= RSS-DEV Working Group =

The RSS-DEV Working Group was the outgrowth of a fork in RSS format development. The private, non-commercial working group began with a dozen members in three countries, and was chaired by Rael Dornfest, researcher and developer of the Meerkat RSS-reader software.

==History==
RSS-0.90 was released by Netscape circa March 1999, at which point the acronym implied RDF Site Summary. The functionality was remarkably different from what is now known as RSS, or Really Simple Syndication. The former simply provided a website summary, while the latter was designed for syndication. July 1999 saw the release of RSS-0.91, an improvement on its predecessor; the latter was XML-based, as opposed to the use of RDF (or Resource Description Framework) by the earlier version, which was then deprecated by Netscape. The new version also provided support for DTD, allowing for additional HTML-like functionality.

==Development fork==
UserLand Software released its own RSS-0.91, circa June 2000. Unlike the Netscape version, this variant had no support for DTD. A team of developers, which would become members of the core development team of the RSS-DEV Working Group, broke away from the project. This group released its own set of specifications called RSS-1.0, on December 6, 2000.

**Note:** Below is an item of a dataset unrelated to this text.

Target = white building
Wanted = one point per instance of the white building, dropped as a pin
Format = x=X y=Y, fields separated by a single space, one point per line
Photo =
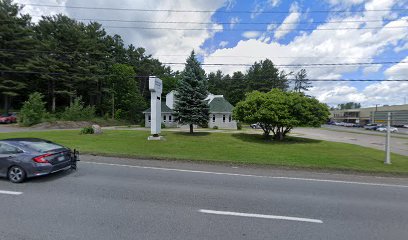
x=220 y=112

RSS-1.0 marked a return to the use of the Netscape-deprecated RSS-0.90; the group also created its own interpretation of the RSS acronym — RDF Site Summary. This version, which was developed in parallel to the UserLand version, was incompatible with all other versions.

==Members==

- Gabe Beged-Dov, JFinity Systems LLC
- Dan Brickley, ILRT
- Rael Dornfest, O'Reilly & Associates
- Ian Davis, Calaba, Ltd.
- Leigh Dodds, xmlhack
- Jonathan Eisenzopf, Whirlwind Interactive
- David Galbraith, Moreover.com
- R.V. Guha, guha.com
- Ken MacLeod, (Independent)
- Eric Miller, Online Computer Library Center, Inc.